Moreno told Bill Whitaker of “60 Minutes” about how difficult it was to film the scene in the 1961 version of “West Side Story” when Anita, who, like Moreno is Puerto Rican, is attacked and nearly raped by members of the White Jets gang. As Insider reported, Moreno told Whitaker how the scene brought “all of those scars” from the trauma of being sexually assaulted by her agent.
“During rehearsals when they were mauling me, I pushed them away and started to cry and I could not stop,” Moreno told Whitaker.
In the documentary, Moreno also said she felt shame about the assault, even though she was too young to stop it. She also continued to work with the agent “because he was the only one who was helping me, in my so-called career.

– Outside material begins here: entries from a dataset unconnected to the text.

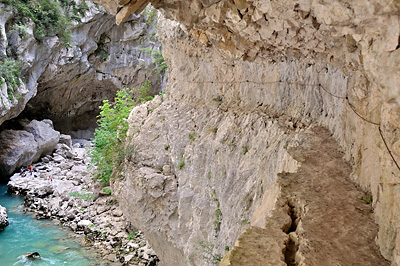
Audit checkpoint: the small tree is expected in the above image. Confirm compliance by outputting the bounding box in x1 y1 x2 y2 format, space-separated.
89 84 154 185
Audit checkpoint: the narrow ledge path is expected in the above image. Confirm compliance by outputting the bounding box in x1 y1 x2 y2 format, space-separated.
222 126 389 266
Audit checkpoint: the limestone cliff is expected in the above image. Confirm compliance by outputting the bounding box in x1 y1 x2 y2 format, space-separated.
95 0 399 265
0 1 164 136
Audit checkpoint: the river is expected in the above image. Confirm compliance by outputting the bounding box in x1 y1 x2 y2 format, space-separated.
0 184 105 266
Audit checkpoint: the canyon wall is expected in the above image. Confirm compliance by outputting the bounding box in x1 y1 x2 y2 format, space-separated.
92 0 399 265
0 1 163 136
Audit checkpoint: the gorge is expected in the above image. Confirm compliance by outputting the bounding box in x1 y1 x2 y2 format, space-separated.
0 0 400 266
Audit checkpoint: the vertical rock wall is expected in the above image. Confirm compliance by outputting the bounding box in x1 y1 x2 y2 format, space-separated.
94 0 400 265
0 2 164 136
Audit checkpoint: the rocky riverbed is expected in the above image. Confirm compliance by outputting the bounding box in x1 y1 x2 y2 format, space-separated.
7 137 158 266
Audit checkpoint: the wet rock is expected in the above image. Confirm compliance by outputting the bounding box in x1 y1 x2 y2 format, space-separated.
0 205 9 230
23 252 41 259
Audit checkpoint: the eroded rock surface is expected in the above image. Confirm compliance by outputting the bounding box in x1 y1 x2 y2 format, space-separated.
97 1 400 265
0 2 164 135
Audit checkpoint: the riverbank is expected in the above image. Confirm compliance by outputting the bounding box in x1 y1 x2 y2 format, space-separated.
7 139 158 266
0 184 106 265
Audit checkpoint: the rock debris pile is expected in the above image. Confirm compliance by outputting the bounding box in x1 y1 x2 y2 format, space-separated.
7 136 158 266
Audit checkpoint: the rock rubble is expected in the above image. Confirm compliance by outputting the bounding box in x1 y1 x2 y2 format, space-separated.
7 136 159 266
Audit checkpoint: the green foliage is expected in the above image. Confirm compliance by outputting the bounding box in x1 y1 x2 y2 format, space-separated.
196 241 223 265
189 133 195 142
68 191 95 201
143 5 157 25
178 160 185 170
137 80 154 102
212 96 223 102
0 59 23 100
89 88 135 185
164 144 169 150
140 47 167 73
89 83 154 185
240 219 250 225
211 190 222 232
210 127 218 133
10 23 30 39
102 187 112 195
241 145 249 155
127 231 138 240
59 0 89 22
1 0 90 47
361 195 372 204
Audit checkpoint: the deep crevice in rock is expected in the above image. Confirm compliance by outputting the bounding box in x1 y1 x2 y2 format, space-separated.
284 201 299 266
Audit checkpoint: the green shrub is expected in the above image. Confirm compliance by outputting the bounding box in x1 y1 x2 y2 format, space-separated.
143 5 157 25
68 191 95 201
0 59 23 99
178 160 185 169
102 187 111 195
10 23 30 39
1 0 90 46
89 83 154 185
127 231 138 240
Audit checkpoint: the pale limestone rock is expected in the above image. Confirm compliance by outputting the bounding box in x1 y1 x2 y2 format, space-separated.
78 0 400 265
59 134 72 148
0 130 38 179
23 120 60 161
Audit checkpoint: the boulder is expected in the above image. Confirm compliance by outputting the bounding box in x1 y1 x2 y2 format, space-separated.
0 205 9 230
59 134 72 148
78 219 92 227
0 119 60 181
23 120 60 161
22 252 41 259
0 130 38 179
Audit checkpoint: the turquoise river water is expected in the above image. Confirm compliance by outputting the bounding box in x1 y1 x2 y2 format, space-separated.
0 184 105 266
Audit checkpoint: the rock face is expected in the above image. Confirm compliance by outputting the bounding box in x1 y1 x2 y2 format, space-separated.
0 2 164 136
23 120 60 161
0 119 60 180
94 0 400 265
0 205 9 230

That’s what’s astonishing to me, that I thought so little of myself.”
Moreno was trying to make it in an industry that wasn’t very nice to women and, specifically, to women of color. She told the New York Times that she was stuck with a sex symbol identity that meant she was limited to roles as one-dimensional “dusky maidens” of various identities.
“I wanted to be a movie star,” she told the New York Times. “But I never imagined that it would be so hard, and so painful. Never. Never.”
Moreno has long talked about her volatile, eight-year relationship with Marlon Brando. She has admitted that he was the “lust” of her life, even though she endured his chronic philandering and emotional abuse.
Moreno and Brando met in 1954 on the set of the Napoleon biopic “Désirée.” She was 24, and he had just starred in “On the Waterfront,” delivering what many film critics consider to be one of the greatest screen performances of all time.
“(Brando) slayed me good ’cause he was the king of everything. Eeeeeeverything,” Moreno told Wendy Williams in 2018. “He was the king of movies … he was really one of the most sexual men on Earth. It was one of those very tempestuous love affairs. It lasted eight years, on and off, on and off, on and off.”
But in her 2013 memoir, Moreno also said a controlling Brando broke her heart many times. He wouldn’t marry her and he wanted to sleep with other people — both women and men, as reports have indicated. It took a botched abortion and suicide attempt in 1961 to finally get her to heed her psychiatrist’s advice and to end the affair, the New York Times also reported.